Wednesday, May 26, 2010
Five years ago, San Diego voters decided to embark on an experiment. The public supported a switch from a city-manager form of government to a strong mayor system. Now the time has come for voters to decide on Proposition D. The initiative aims to make the strong mayor system permanent.
SAN DIEGO Five years ago San Diego voters decided to embark on an experiment. The public supported a switch from a city-manager form of government to a strong-mayor system. Now the time has come for voters to decide on Proposition D. The initiative aims to the make strong-mayor system permanent.
Every city council meeting starts with a roll call of who's there. But there's a name that's not called anymore, the mayor's.
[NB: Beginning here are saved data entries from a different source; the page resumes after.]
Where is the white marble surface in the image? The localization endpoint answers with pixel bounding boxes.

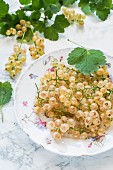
[1,1,113,170]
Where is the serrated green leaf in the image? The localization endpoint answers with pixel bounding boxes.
[11,14,20,26]
[44,0,59,4]
[96,9,110,21]
[96,0,112,9]
[67,48,86,65]
[0,82,13,106]
[44,2,61,19]
[0,22,4,27]
[45,10,53,19]
[89,3,96,12]
[50,3,61,13]
[0,0,9,18]
[16,10,29,20]
[62,0,77,6]
[79,0,112,20]
[68,48,106,75]
[19,0,31,5]
[53,14,69,33]
[32,0,42,9]
[23,5,33,11]
[79,0,92,15]
[30,11,41,22]
[0,14,12,23]
[112,4,113,10]
[0,24,9,35]
[44,26,58,41]
[33,21,45,33]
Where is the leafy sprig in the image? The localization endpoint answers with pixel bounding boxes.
[0,81,13,122]
[67,40,106,75]
[0,0,113,41]
[78,0,112,21]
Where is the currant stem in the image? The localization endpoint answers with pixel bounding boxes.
[20,32,26,48]
[16,32,26,60]
[0,106,4,122]
[35,83,40,97]
[67,39,86,49]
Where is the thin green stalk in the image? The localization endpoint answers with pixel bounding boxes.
[16,32,26,60]
[20,32,26,48]
[0,106,4,122]
[35,83,40,98]
[67,39,85,49]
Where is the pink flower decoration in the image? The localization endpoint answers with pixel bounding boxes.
[88,143,92,148]
[47,67,55,72]
[60,56,63,62]
[37,118,46,127]
[22,101,28,107]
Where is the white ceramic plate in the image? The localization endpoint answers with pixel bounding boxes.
[14,48,113,156]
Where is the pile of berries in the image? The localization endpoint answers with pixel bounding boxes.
[29,32,45,59]
[5,44,26,78]
[62,7,86,25]
[34,61,113,140]
[6,20,31,37]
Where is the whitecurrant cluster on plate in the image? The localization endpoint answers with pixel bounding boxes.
[62,7,86,25]
[6,19,31,37]
[34,61,113,140]
[5,44,26,78]
[29,32,45,59]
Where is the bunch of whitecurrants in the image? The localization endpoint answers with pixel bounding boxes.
[29,32,45,59]
[6,19,31,37]
[34,61,113,140]
[62,7,86,25]
[5,44,26,78]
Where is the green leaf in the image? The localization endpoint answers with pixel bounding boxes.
[0,0,9,18]
[23,5,33,11]
[45,10,53,19]
[0,22,4,27]
[10,14,20,27]
[0,24,9,35]
[0,82,13,106]
[79,0,92,15]
[24,28,33,42]
[62,0,77,6]
[49,3,61,13]
[44,0,59,4]
[96,0,112,9]
[0,14,12,23]
[32,0,42,9]
[112,4,113,10]
[19,0,31,5]
[96,9,110,21]
[67,47,86,65]
[33,21,45,33]
[89,3,96,13]
[44,25,58,41]
[44,2,61,19]
[53,14,69,33]
[78,0,112,20]
[16,10,29,20]
[68,48,106,75]
[30,11,41,22]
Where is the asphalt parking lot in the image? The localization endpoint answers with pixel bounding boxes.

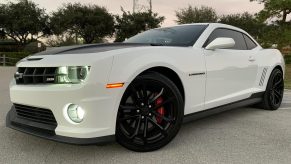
[0,67,290,164]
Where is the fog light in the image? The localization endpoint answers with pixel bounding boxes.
[67,104,85,123]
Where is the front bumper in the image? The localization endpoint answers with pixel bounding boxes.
[6,105,115,145]
[7,55,124,144]
[8,74,126,142]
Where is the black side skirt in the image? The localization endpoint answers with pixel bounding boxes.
[183,92,264,123]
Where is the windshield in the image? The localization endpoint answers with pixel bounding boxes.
[124,25,208,47]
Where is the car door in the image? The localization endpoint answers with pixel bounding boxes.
[203,28,259,109]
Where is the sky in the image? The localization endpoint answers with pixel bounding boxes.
[0,0,264,26]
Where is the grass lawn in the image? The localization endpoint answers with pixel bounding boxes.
[285,64,291,89]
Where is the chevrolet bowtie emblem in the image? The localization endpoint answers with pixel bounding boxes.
[14,72,23,80]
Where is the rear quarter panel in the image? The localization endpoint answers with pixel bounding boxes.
[255,48,285,91]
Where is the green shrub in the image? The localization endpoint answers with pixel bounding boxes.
[285,54,291,64]
[0,51,31,58]
[0,52,31,66]
[0,44,25,52]
[0,41,18,45]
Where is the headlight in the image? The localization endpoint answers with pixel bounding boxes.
[56,66,90,84]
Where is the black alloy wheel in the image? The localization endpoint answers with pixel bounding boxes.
[261,68,284,110]
[116,72,184,152]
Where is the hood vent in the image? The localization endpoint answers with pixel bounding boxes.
[27,58,43,61]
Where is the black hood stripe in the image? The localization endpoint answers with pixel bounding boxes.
[33,43,151,56]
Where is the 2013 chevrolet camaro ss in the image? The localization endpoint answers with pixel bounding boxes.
[6,23,285,152]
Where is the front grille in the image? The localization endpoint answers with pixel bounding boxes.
[14,104,57,126]
[15,67,57,85]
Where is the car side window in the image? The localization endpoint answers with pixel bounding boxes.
[205,28,248,50]
[243,34,257,50]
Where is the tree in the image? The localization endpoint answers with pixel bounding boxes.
[251,0,291,49]
[219,12,265,38]
[251,0,291,24]
[115,9,164,42]
[175,6,218,24]
[46,34,77,47]
[0,0,50,45]
[258,25,291,49]
[0,29,6,40]
[50,3,115,44]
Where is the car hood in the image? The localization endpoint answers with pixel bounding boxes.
[16,43,188,67]
[16,43,151,67]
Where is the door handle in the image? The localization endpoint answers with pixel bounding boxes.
[248,56,255,62]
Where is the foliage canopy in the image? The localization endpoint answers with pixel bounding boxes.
[175,6,218,24]
[50,3,115,44]
[0,0,49,45]
[115,10,164,42]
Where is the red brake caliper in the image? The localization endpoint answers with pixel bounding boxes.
[155,97,165,124]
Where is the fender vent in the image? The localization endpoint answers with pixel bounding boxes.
[259,67,268,86]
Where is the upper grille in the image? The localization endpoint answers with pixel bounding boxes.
[15,67,57,85]
[14,104,57,126]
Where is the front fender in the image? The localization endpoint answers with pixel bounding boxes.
[107,47,206,122]
[107,50,188,132]
[108,47,205,84]
[109,53,185,84]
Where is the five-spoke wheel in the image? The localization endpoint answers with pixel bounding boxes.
[116,72,184,152]
[261,68,284,110]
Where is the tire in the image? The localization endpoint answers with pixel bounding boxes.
[259,68,284,110]
[116,72,184,152]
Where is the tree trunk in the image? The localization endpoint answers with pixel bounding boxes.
[75,33,78,44]
[282,10,287,23]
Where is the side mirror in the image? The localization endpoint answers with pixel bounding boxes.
[205,37,235,50]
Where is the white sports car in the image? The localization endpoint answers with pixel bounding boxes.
[6,23,285,152]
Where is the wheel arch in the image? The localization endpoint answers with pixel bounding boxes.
[138,66,185,102]
[274,65,283,74]
[111,65,187,132]
[268,65,284,82]
[261,64,284,92]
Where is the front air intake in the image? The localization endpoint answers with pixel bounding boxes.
[14,104,57,126]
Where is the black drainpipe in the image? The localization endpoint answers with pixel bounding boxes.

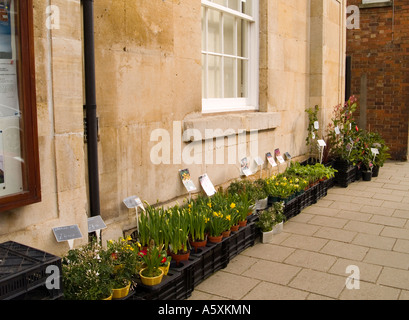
[83,0,100,217]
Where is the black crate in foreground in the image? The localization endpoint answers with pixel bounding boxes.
[0,241,63,300]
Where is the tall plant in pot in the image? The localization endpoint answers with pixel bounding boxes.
[185,197,209,252]
[167,205,190,266]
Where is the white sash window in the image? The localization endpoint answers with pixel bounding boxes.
[201,0,259,113]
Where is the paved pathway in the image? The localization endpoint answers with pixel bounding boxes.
[188,161,409,300]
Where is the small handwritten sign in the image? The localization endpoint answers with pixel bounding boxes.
[87,216,107,233]
[123,196,144,211]
[52,225,83,243]
[318,140,327,147]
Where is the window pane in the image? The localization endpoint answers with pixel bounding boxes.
[208,55,222,99]
[224,57,235,98]
[208,9,221,53]
[237,20,248,58]
[238,59,248,98]
[227,0,239,11]
[223,14,235,56]
[212,0,225,6]
[0,0,25,197]
[242,0,253,16]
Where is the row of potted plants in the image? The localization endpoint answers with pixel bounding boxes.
[137,190,254,267]
[61,160,338,300]
[308,96,390,181]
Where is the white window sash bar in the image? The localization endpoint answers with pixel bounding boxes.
[201,51,249,60]
[202,0,255,22]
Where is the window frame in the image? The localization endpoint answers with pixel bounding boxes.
[0,0,41,212]
[201,0,259,114]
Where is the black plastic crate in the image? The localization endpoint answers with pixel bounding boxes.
[335,165,357,188]
[223,222,255,264]
[189,242,226,288]
[0,241,63,300]
[132,269,186,300]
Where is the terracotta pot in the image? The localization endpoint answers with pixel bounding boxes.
[170,250,190,266]
[238,219,247,227]
[208,235,223,243]
[189,237,207,253]
[222,230,231,238]
[230,224,239,232]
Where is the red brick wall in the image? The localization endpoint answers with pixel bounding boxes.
[346,0,409,160]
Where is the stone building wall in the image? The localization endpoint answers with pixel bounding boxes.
[0,0,346,256]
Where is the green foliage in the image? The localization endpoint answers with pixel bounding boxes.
[305,105,320,158]
[106,237,141,288]
[62,239,114,300]
[139,240,163,278]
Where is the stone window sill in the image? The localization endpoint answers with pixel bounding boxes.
[359,1,392,9]
[182,112,281,142]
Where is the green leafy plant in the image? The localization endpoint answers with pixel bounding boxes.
[62,239,114,300]
[256,208,275,232]
[106,236,141,288]
[167,205,190,254]
[185,198,208,242]
[305,105,321,160]
[326,96,359,163]
[138,240,163,278]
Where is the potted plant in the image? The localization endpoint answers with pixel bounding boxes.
[159,248,171,275]
[305,104,321,163]
[185,197,209,252]
[106,236,140,299]
[370,132,390,177]
[167,205,190,265]
[272,201,286,234]
[62,239,115,300]
[235,192,254,227]
[139,240,165,286]
[206,210,228,243]
[256,207,275,243]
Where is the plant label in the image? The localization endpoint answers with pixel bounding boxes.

When the switch was made to a strong-mayor system of government five years ago, the mayor was no longer considered part of the city council. That means he doesn't have to go to the council meetings. Council member Donna Frye said that undermines the argument that a strong mayor is more accountable to voters.
"The way I would define accountability is that the public can come down to public meetings and directly address their elected officials," she said. "With a strong mayor, that is never going to happen. The mayor will forever not be a part of the council and direct public access is really limited."
Frye said the city's five year experiment with the strong-mayor system has shown it doesn't work as well. Under the city-manager system the council hired a manager to run the city under the council's control.
Frye said the strong-mayor system has added a level of bureaucracy that makes it more difficult to get information and to respond to constituents. But San Diego Mesa College Political Science Professor Carl Luna said most people don't notice the differences between the two forms of government.
"I think for the average person on the street, they wouldn't be able to tell one difference between a city manager from a mayor from a council from a giraffe," he said.
Luna says the city decided to go with a council manager government in the 1930s to try and break up entrenched political systems. Voters decided to temporarily try out the strong mayor system in 2004. Luna said he believes it's good to switch up the government every now and then. But he doesn't think San Diego's strong mayor experiment has been truly representative of what the city will be getting if Proposition D passes.
"Obviously we have not broken the dead-lock at city hall when it comes to outsourcing services, yes or no, or when it comes to balancing the budget," he said. "The hope is that if you get the right sort of structure to the office you'll be able to break some of this log jam. I'm not convinced that simply institutionally changing things around is going to solve some of the big problems."
But San Diego Mayor Jerry Sanders said the city-manager system was responsible for creating some of those big problems.
"Under the old system an unelected bureaucrat was responsible for city administration. And he kept his job by sweeping problems under the rug. And we saw that over and over and over again," he said. "That's how we got an underfunded pension system and hundreds of millions of dollars in deferred maintenance."
Proposition D would do more than make the strong mayor permanent. It would also give the mayor more power. The council would need a two-thirds majority to override a mayoral veto.
Prop. D would also create a ninth council district in the city. Council member Frye has opposed adding another council seat because she said it will cost San Diego at least one million dollars a year. But Proposition D supporter, councilmember Carl DeMaio, said the city can absorb the cost.
"We need to reduce the political staff, trim the budgets," he said. DeMaio said the existing eight council budget could be divided into nine shares rather than adding an additional share.
But Frye said that will further diminish the power of the city council which would already see its influence reduced if Proposition D passes.
"Again, no matter how they spin it, it's still more elected officials, it's still bigger government and it's still going to cost at least a million dollars," she said.
Voters won't decide until June 8th whether to make the strong mayor permanent. If they do, the city will have to go through a redistricting process that would be completed by the end of 2011. A ninth council member would be chosen at the next regularly scheduled election. If the proposition fails the strong mayor system will expire on the last day of 2010.